Atatürk’ün Batılılaşmaya Verdiği Önem
Atatürk askeri okullarda yetişmiş, yabancı eserleri okuma merakına rağmen, okullardan öğrendiği görgü kurallarının üstünde bir eğitim görmemiştir. Daha sonra çok az yaptığı batı seyahatlerinde ve Sofya’daki Ataşemiliterlik süresinde sosyal görgüsünü mümkün olduğu kadar artırmaya çalışmıştı. Cumhuriyet’in ilanından sonra, Türkiye’nin yabancı ülkelere ve özellikle batıya açılma zamanı geldiğinde, bir eksiğin giderilmesi gerektiğini kesinlikle düşünüyordu. Yabancı misafirlere ve sefirlere karşı sosyal hayatta, görgülü bir batılı intibaını vermeye özen gösterdi. Fransa’dan bir özel adabı muaşeret hocası getirtti.
Sosyal konularda, yemek yeme usullerinden giyinme usullerine, geçerli oyun ve danslara, batı müziği bilgisine kadar çok şeyleri bilgili bir hocadan usulüne göre öğrenmeye çalıştı. Bir çeşit kurs eğitimi şeklinde yapılan bu çalışmalara, devlet adamı arkadaşlarının katılmalarını da bir ölçüde zorunlu tutuyordu.

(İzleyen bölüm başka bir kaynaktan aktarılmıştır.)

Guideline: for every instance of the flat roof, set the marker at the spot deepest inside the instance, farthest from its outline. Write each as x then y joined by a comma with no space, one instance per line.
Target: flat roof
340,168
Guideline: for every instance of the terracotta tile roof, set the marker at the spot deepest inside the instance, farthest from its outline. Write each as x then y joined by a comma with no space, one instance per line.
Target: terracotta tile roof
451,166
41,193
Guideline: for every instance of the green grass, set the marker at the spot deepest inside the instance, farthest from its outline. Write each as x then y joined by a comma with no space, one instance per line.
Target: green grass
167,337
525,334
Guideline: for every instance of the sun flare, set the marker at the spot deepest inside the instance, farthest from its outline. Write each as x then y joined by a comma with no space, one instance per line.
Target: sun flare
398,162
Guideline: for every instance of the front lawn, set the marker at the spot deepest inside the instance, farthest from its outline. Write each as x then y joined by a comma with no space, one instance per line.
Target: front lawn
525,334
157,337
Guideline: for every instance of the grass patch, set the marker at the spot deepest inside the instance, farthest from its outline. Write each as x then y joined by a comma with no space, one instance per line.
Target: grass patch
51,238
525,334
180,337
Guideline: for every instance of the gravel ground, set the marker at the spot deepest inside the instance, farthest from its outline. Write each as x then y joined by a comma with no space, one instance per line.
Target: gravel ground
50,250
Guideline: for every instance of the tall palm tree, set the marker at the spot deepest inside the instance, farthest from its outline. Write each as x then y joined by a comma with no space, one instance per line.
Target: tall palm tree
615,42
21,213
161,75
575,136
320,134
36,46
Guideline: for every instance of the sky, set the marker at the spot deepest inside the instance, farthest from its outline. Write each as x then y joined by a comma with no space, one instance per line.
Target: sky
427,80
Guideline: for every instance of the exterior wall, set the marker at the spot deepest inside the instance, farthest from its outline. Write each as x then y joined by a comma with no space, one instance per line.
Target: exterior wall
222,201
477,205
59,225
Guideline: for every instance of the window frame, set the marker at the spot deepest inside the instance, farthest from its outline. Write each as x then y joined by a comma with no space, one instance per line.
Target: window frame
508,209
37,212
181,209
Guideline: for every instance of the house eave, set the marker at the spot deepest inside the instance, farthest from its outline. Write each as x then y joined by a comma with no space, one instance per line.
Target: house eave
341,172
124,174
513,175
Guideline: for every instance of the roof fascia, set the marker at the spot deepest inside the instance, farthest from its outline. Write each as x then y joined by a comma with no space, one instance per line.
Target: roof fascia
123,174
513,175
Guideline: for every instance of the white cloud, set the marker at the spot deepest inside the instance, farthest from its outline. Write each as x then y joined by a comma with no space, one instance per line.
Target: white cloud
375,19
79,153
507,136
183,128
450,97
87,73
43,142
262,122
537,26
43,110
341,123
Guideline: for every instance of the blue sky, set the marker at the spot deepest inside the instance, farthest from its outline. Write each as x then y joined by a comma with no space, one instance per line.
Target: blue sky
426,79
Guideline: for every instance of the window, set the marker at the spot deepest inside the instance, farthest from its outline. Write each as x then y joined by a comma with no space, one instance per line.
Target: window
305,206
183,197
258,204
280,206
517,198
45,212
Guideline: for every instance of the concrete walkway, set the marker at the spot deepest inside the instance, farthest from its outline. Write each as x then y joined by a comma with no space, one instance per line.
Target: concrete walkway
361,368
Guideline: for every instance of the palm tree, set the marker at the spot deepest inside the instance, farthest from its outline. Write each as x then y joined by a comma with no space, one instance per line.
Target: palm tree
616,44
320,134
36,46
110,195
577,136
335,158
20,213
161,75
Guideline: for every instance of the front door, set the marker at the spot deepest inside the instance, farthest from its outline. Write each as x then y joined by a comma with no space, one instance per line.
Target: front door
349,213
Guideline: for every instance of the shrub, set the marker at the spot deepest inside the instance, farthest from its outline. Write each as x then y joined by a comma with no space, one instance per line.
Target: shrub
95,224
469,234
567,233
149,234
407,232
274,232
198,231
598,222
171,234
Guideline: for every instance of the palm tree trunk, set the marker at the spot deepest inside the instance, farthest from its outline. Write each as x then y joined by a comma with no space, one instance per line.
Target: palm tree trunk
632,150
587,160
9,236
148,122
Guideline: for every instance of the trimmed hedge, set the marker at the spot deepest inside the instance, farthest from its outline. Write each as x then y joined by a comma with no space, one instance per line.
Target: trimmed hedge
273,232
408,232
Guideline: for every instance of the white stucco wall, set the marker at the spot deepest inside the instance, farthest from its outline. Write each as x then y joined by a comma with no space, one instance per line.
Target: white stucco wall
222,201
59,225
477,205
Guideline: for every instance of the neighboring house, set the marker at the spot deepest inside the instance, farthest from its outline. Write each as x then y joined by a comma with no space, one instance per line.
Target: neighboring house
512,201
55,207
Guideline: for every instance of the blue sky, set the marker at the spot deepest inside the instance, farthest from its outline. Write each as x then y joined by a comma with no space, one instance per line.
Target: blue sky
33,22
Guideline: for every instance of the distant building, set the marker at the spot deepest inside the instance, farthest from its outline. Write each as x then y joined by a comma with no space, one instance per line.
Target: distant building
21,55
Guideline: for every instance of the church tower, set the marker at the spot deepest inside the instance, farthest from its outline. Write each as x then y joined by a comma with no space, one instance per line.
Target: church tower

Değişik dansları briç, poker oynama usullerini bile hocadan öğrenmiştik.
“Mademki gelişmek, batılılaşmak istiyoruz, batılı devlet adamlarının sosyal hayatta bilmeleri gereken şeyleri biz de öğrenmeliyiz” derdi.
Kendisinin Türkiye’de özel terzileri vardı. Ancak Paris’te tanınmış bir terzide vücut modeli bulunuyor, özellikle merasimlerde giyeceği kıyafetler, orada dikilip getiriliyordu. Giyimine çok meraklıydı. Bulunduğu cemiyet veya yere göre uygun kıyafet giymeye özen gösterirdi. Meclis Başkanlığı’na seçildiğimde, redingotum yoktu. “Redingotsuz başkan olmaz” diyerek, kendi redingotlarından bir tanesini bana vermişti.